GOM Inspect は無償の 3D 検査、ポリゴンメッシュ生成用メッシュ処理ソフトウェアで、測定結果や CAD データのビューアとして使用することができます。この無償のソフトウェアは 3D データを処理、評価するユーザのために設計されています。GOM Inspect では、すべてのパラメトリック機能が使用できるわけではありません。パラメトリック機能により、測定データのトレーサビリティが保証されます。複数評価用のテンプレートやマクロの作成、パラメトリック検査機能は、GOM Inspect Professional でのみ使用できます。GOM Inspect は社内、サプライヤ、顧客が測定結果を共同で評価および分析するための無償のツールとして使用することができます。

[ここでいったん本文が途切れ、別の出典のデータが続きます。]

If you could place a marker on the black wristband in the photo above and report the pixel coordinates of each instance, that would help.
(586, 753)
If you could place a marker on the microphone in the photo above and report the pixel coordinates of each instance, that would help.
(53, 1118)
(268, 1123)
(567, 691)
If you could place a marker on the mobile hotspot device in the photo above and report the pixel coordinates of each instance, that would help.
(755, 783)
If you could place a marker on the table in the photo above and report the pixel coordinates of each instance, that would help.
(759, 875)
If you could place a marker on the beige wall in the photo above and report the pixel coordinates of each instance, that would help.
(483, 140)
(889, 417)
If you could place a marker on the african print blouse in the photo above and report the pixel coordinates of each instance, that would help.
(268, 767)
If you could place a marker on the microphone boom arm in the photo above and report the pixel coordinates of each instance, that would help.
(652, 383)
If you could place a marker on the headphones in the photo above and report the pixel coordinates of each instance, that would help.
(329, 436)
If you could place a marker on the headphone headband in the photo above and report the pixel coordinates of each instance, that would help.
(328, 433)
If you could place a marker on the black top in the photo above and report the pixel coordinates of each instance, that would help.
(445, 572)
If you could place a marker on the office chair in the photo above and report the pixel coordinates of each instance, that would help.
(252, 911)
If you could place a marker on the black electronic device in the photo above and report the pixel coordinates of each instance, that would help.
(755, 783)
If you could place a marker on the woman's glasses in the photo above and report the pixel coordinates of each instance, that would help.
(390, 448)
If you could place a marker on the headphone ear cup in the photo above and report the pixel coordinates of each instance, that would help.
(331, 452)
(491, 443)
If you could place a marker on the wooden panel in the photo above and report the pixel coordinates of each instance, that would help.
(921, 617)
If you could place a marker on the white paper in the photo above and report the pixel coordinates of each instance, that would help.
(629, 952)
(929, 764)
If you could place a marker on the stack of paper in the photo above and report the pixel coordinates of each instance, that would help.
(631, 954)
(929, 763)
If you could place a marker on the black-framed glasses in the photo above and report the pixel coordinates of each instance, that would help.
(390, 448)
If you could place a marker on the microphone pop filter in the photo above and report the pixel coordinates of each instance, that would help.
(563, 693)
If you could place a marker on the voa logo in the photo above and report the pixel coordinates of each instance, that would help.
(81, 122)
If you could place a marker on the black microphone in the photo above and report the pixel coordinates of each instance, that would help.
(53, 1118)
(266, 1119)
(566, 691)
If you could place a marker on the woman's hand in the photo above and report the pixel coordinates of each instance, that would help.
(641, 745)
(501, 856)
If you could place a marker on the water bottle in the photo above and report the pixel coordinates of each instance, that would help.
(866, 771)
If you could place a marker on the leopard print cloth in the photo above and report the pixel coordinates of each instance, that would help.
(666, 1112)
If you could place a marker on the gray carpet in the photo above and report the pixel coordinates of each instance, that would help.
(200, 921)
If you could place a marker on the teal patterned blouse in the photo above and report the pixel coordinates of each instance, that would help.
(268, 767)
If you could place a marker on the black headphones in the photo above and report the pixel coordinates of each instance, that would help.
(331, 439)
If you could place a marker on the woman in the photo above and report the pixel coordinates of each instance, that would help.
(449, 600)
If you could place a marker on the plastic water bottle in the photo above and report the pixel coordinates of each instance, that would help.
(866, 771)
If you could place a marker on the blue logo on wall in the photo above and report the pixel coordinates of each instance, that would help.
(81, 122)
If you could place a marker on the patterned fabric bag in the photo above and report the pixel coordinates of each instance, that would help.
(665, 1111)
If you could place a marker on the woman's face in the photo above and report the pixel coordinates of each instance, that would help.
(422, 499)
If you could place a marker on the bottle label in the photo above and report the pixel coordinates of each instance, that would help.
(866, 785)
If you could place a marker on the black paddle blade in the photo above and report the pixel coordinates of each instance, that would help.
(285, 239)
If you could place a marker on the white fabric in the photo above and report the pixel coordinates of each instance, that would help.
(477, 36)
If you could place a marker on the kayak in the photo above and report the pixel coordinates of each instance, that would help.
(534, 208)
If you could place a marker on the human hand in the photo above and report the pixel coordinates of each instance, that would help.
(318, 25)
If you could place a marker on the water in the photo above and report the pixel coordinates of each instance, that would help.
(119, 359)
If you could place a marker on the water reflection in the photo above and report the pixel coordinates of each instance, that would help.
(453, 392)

GOM InspectとGOM Inspect Professionalの比較

スキャナデータのポリゴン化 yes yes yes
メッシュ処理 yes yes yes
CADインポート(汎用フォーマット) yes yes yes
CADインポート(ネイティブフォーマット) no yes yes
測定データのインポート/エクスポート yes yes yes
パラメトリック検査 no yes yes
トレーサビリティ yes yes yes
Teaching by Doing no yes yes
位置合わせ yes yes yes
設計値と実測値の比較 yes yes yes
GD&T(幾何公差) yes yes yes
傾向分析 yes yes yes
トレンドプロジェクトの作成 no yes yes
ブレード検査 yes yes yes
表面欠陥マップ (新機能) yes yes yes
曲線ベースの検査 yes yes yes
点ベースの検査 yes yes yes
マクロ no yes yes
テンプレート no yes yes
レポート作成 yes yes yes
Virtual Measuring Room (追加モジュール) no yes yes
ネットワークライセンス no no yes

無償のGOM Inspectソフトウェアは、GOM Inspect Professionalを用いて作成したすべての測定結果ビューワーでもあります。